50. • dans le cadre de l’activité fédérale, les syndicats départementaux ont un rôle central d’impulsion, de
contact, d’organisation et de suivi.

51. Cette recherche de déploiement est aussi à faire vivre dans les villes, regroupements de communes, et les
départements.

52. UNE ORGANISATION AU SERVICE DES LUTTES

53 Dans sa recherche de convergence et de solidarité
interprofessionnelle, notamment entre public et privé,
l’activité permanente du syndicat est indispensable.

54. Dans le but de rechercher l’élargissement des mobilisations pendant les luttes, cette activité syndicale doit s’articuler avec des formes ponctuelles d’organisation (coordination, assemblées générales), dont
la légitimité doit reposer sur une réelle représentativité et où la CGT doit prendre toute sa place, sans que cela se fasse au détriment de l’activité permanente du syndicat.

55. Face à la crise du politique et à l’absence de perspectives que celle-ci induit, la tentation existe d’amener le syndicalisme à se substituer au politique.

56. Nous devons réaffirmer, chaque fois qu’il est nécessaire, l’indépendance syndicale vis-à-vis des partis
politiques et refuser toute co-élaboration ou soutien
à un projet politique global, quel qu’il soit, comme
l’idée que c’est le syndicalisme qui peut résoudre la
crise du « politique ».

57. Mais indépendance n’est pas synonyme de neutralité,
c’est pourquoi la CGT prend toute sa place dans
le débat public.

58. Par contre, dans le respect des responsabilités et des fonctions des différentes organisations, syndicales,
associatives ou politiques, la CGT entend apporter
sa contribution sur des problèmes généraux comme
sur des dossiers précis.

59. Le syndicalisme CGT s’engage aux côtés de tous ceux
qui veulent donner une nouvelle dimension à l’action
revendicative en Europe et dans le monde.

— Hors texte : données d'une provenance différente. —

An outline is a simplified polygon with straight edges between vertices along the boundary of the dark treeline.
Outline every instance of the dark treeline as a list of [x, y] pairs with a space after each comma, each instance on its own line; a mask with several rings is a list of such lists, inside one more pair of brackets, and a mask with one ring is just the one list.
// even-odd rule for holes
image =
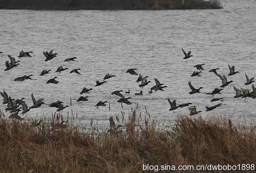
[[0, 0], [1, 9], [139, 10], [222, 8], [218, 0]]

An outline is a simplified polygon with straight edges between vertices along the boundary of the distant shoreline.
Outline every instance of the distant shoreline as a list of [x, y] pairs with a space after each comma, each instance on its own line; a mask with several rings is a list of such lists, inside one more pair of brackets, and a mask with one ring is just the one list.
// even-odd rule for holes
[[134, 10], [219, 9], [218, 0], [15, 0], [5, 1], [1, 9]]

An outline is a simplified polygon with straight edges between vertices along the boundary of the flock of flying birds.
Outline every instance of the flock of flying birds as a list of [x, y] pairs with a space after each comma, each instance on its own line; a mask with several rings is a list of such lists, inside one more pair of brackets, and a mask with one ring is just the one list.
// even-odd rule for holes
[[[183, 59], [187, 59], [193, 56], [191, 55], [191, 51], [189, 51], [187, 53], [182, 48], [182, 50], [185, 56], [185, 57], [183, 58]], [[53, 50], [52, 50], [49, 52], [48, 52], [47, 51], [43, 52], [43, 55], [46, 57], [46, 59], [45, 60], [45, 61], [48, 61], [54, 58], [57, 56], [57, 53], [53, 53]], [[19, 58], [21, 57], [32, 57], [32, 56], [29, 55], [29, 53], [33, 53], [33, 52], [24, 52], [23, 50], [22, 50], [20, 52], [20, 55], [18, 56], [18, 57]], [[2, 52], [0, 52], [0, 53], [2, 53]], [[5, 70], [5, 71], [8, 71], [10, 70], [12, 68], [17, 66], [20, 64], [18, 63], [18, 62], [20, 61], [15, 61], [15, 58], [9, 55], [8, 55], [8, 56], [10, 59], [10, 62], [9, 62], [9, 61], [8, 60], [7, 60], [6, 61], [5, 65], [6, 68], [6, 69]], [[66, 59], [64, 60], [64, 61], [76, 61], [75, 59], [76, 58], [77, 58], [76, 57], [69, 58]], [[204, 69], [203, 67], [202, 67], [203, 65], [204, 65], [204, 64], [197, 64], [194, 66], [194, 67], [195, 67], [198, 70], [204, 70]], [[232, 76], [238, 73], [239, 73], [239, 71], [235, 71], [235, 67], [233, 65], [232, 67], [230, 67], [229, 65], [229, 68], [230, 73], [227, 74], [228, 76]], [[56, 72], [58, 73], [60, 73], [61, 71], [68, 69], [69, 69], [69, 68], [63, 68], [62, 66], [60, 66], [58, 68], [55, 72]], [[209, 72], [213, 72], [215, 74], [219, 77], [222, 82], [222, 85], [220, 86], [220, 87], [223, 88], [225, 86], [227, 86], [229, 84], [233, 81], [232, 80], [228, 81], [225, 75], [222, 75], [217, 73], [216, 70], [218, 69], [219, 69], [219, 68], [213, 68], [210, 70], [209, 71]], [[70, 71], [70, 73], [75, 73], [81, 75], [81, 74], [78, 71], [78, 70], [80, 70], [81, 69], [80, 68], [73, 69]], [[127, 70], [126, 71], [126, 73], [129, 73], [131, 75], [137, 75], [138, 74], [135, 71], [136, 70], [138, 69], [137, 68], [130, 68]], [[44, 69], [42, 71], [41, 74], [40, 75], [40, 76], [43, 76], [46, 74], [50, 71], [51, 71], [50, 70]], [[202, 71], [195, 71], [193, 72], [193, 73], [191, 75], [191, 76], [200, 76], [201, 75], [200, 73]], [[150, 81], [148, 81], [147, 80], [146, 78], [148, 77], [148, 76], [146, 76], [143, 77], [140, 74], [139, 75], [139, 77], [136, 82], [138, 83], [141, 82], [140, 84], [139, 85], [139, 87], [142, 88], [142, 87], [143, 87], [144, 86], [147, 85], [149, 83], [151, 82]], [[36, 79], [31, 78], [30, 76], [33, 76], [33, 74], [31, 74], [29, 76], [24, 75], [23, 76], [18, 77], [14, 79], [14, 80], [23, 81], [24, 80], [27, 79], [37, 80]], [[110, 74], [109, 73], [107, 73], [104, 77], [102, 81], [99, 82], [99, 80], [96, 81], [96, 85], [94, 86], [100, 86], [105, 83], [107, 82], [105, 80], [115, 76], [116, 76], [115, 75], [112, 75]], [[250, 85], [253, 82], [254, 82], [254, 77], [250, 79], [246, 73], [245, 77], [247, 82], [245, 83], [245, 85]], [[49, 79], [46, 82], [46, 83], [53, 83], [55, 84], [58, 84], [59, 83], [59, 81], [56, 80], [56, 79], [58, 77], [55, 76], [53, 78]], [[150, 88], [150, 91], [148, 92], [149, 93], [152, 93], [153, 90], [155, 90], [155, 91], [158, 90], [164, 91], [163, 88], [168, 87], [166, 86], [163, 86], [164, 84], [163, 83], [161, 83], [157, 78], [154, 78], [154, 79], [155, 82], [155, 85], [151, 87]], [[194, 87], [194, 86], [193, 86], [190, 81], [189, 81], [188, 82], [188, 85], [191, 90], [191, 91], [189, 93], [190, 94], [193, 94], [197, 93], [202, 93], [200, 92], [200, 90], [201, 88], [203, 88], [203, 87], [200, 87], [198, 89], [196, 89], [195, 87]], [[253, 89], [253, 91], [252, 92], [250, 92], [250, 90], [242, 88], [241, 88], [241, 89], [239, 89], [237, 87], [234, 86], [234, 89], [236, 91], [236, 95], [234, 96], [234, 97], [245, 98], [245, 100], [246, 99], [247, 97], [251, 97], [253, 99], [256, 98], [256, 89], [255, 89], [255, 88], [253, 84], [252, 85], [252, 88]], [[220, 93], [220, 92], [223, 90], [222, 88], [219, 89], [218, 88], [215, 88], [215, 89], [212, 91], [211, 92], [207, 93], [206, 94], [211, 94], [213, 97], [215, 94], [221, 94], [221, 93]], [[85, 87], [81, 91], [80, 94], [82, 95], [83, 94], [85, 93], [89, 93], [88, 92], [92, 90], [93, 90], [93, 89], [91, 88], [87, 89]], [[123, 103], [127, 105], [131, 105], [132, 103], [128, 100], [128, 99], [131, 99], [131, 98], [130, 97], [127, 98], [125, 98], [123, 94], [121, 93], [121, 92], [123, 91], [122, 90], [115, 91], [113, 92], [111, 94], [116, 95], [121, 97], [121, 98], [117, 100], [118, 102]], [[11, 113], [12, 113], [11, 114], [9, 117], [18, 119], [19, 120], [23, 120], [24, 119], [23, 118], [21, 118], [18, 115], [19, 112], [21, 111], [21, 109], [23, 110], [21, 114], [24, 115], [25, 113], [29, 111], [30, 109], [38, 108], [42, 104], [45, 103], [43, 102], [44, 99], [41, 98], [38, 99], [38, 100], [36, 100], [34, 96], [33, 93], [32, 93], [31, 98], [33, 101], [33, 105], [29, 108], [26, 103], [23, 100], [24, 99], [24, 98], [22, 98], [20, 100], [15, 100], [14, 99], [12, 99], [11, 96], [8, 96], [8, 95], [5, 91], [4, 91], [3, 93], [1, 92], [0, 93], [1, 95], [3, 97], [3, 103], [4, 105], [6, 104], [7, 104], [7, 108], [5, 109], [5, 111], [10, 111]], [[129, 90], [125, 92], [125, 93], [127, 94], [130, 94], [130, 90]], [[141, 91], [139, 93], [136, 93], [134, 94], [135, 95], [142, 96], [143, 95], [143, 91]], [[88, 101], [88, 100], [87, 99], [88, 97], [89, 97], [88, 96], [84, 97], [82, 96], [81, 96], [76, 100], [76, 102], [79, 102], [82, 101]], [[169, 111], [172, 111], [178, 108], [182, 108], [183, 107], [188, 106], [189, 109], [190, 111], [189, 114], [190, 115], [196, 115], [199, 112], [201, 112], [201, 111], [197, 111], [195, 106], [190, 106], [189, 105], [192, 104], [192, 103], [182, 103], [180, 105], [177, 105], [176, 104], [176, 100], [174, 100], [172, 102], [169, 99], [167, 99], [171, 107], [171, 108], [169, 109]], [[210, 101], [212, 102], [217, 101], [222, 101], [223, 98], [213, 98]], [[103, 102], [100, 101], [95, 105], [95, 106], [97, 106], [97, 108], [99, 106], [105, 106], [106, 105], [105, 103], [107, 102], [108, 102], [107, 101]], [[69, 106], [67, 105], [64, 106], [62, 104], [63, 103], [62, 102], [61, 102], [59, 100], [55, 102], [51, 103], [49, 105], [49, 106], [55, 107], [56, 108], [58, 108], [56, 111], [60, 111], [64, 109], [65, 108]], [[212, 106], [206, 106], [206, 111], [213, 110], [217, 107], [220, 106], [221, 105], [221, 103], [220, 103]], [[20, 105], [21, 105], [21, 107], [19, 107], [20, 106]]]

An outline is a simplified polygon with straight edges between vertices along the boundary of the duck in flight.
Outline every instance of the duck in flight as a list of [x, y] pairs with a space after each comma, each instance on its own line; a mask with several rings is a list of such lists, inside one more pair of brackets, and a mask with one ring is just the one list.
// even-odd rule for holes
[[246, 74], [246, 73], [245, 73], [245, 77], [246, 77], [246, 80], [247, 80], [247, 82], [244, 83], [244, 85], [248, 85], [250, 84], [253, 82], [255, 82], [254, 80], [254, 80], [254, 77], [252, 77], [251, 79], [249, 79], [249, 77]]
[[56, 84], [59, 83], [59, 81], [55, 80], [55, 79], [58, 78], [58, 77], [55, 76], [54, 78], [50, 79], [46, 82], [46, 83], [49, 84], [49, 83], [54, 83]]
[[136, 73], [134, 70], [138, 70], [137, 68], [130, 68], [126, 71], [126, 73], [129, 73], [133, 75], [137, 75], [138, 73]]
[[232, 67], [229, 64], [229, 74], [228, 74], [228, 76], [232, 76], [233, 75], [236, 73], [239, 73], [239, 71], [235, 71], [235, 66], [234, 65], [232, 66]]
[[78, 72], [78, 70], [81, 70], [81, 69], [80, 69], [80, 68], [76, 68], [75, 69], [73, 69], [73, 70], [71, 70], [70, 71], [70, 73], [77, 73], [78, 74], [80, 74], [80, 73], [79, 73]]
[[42, 71], [42, 72], [41, 72], [41, 74], [40, 74], [40, 76], [43, 76], [43, 75], [44, 75], [44, 74], [47, 74], [50, 71], [51, 71], [50, 70], [46, 70], [46, 69], [44, 69]]
[[76, 57], [69, 58], [67, 58], [65, 60], [64, 60], [64, 61], [69, 62], [69, 61], [76, 61], [75, 60], [75, 59], [76, 59], [76, 58], [76, 58]]
[[191, 51], [189, 51], [187, 52], [187, 53], [183, 49], [183, 48], [181, 48], [181, 50], [182, 50], [182, 52], [185, 55], [185, 57], [183, 58], [183, 59], [187, 59], [189, 58], [190, 57], [191, 57], [191, 56], [193, 56], [193, 55], [190, 55], [191, 54]]
[[65, 70], [67, 70], [67, 69], [69, 69], [68, 68], [63, 68], [63, 67], [62, 66], [59, 66], [58, 68], [57, 69], [57, 70], [56, 70], [55, 72], [57, 72], [57, 73], [61, 73], [61, 71], [64, 71]]
[[194, 87], [193, 85], [192, 85], [192, 84], [191, 84], [191, 82], [190, 81], [189, 82], [189, 86], [192, 90], [189, 92], [189, 94], [193, 94], [196, 93], [200, 93], [200, 90], [201, 88], [203, 88], [203, 87], [200, 87], [198, 89], [195, 89], [195, 87]]
[[105, 80], [106, 79], [109, 79], [110, 77], [116, 77], [116, 76], [115, 75], [112, 75], [111, 74], [110, 74], [109, 73], [107, 73], [105, 75], [105, 76], [103, 78], [103, 80]]
[[195, 65], [193, 67], [195, 67], [198, 70], [204, 70], [204, 68], [202, 67], [202, 65], [205, 65], [205, 64], [197, 64]]

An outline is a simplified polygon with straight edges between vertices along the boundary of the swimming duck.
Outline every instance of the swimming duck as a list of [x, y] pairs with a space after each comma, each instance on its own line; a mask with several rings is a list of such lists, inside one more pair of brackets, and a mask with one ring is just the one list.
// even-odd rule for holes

60. C’est le sens de la participation active d’organisations (comme celle de la FERC dont l’UNSEN) et de militants CGT aux forums sociaux mondiaux et européens.

61. De nouvelles relations et convergences se tissent avec de plus en plus de composantes du mouvement social
dans le respect des identités et responsabilités de chacun.

62. Un processus de création d’une nouvelle organisation
syndicale internationale est en débat au sein de la
Confédération Mondiale du travail, de la Confédération
Internationale des Syndicats Libres et de confédérations
nationales sans affiliation internationale. La CGT est partie prenante de ce processus

63. Pour la part qui lui revient l’UNSEN, au sein de la
FERC , s’engage pour la réussite de celui-ci.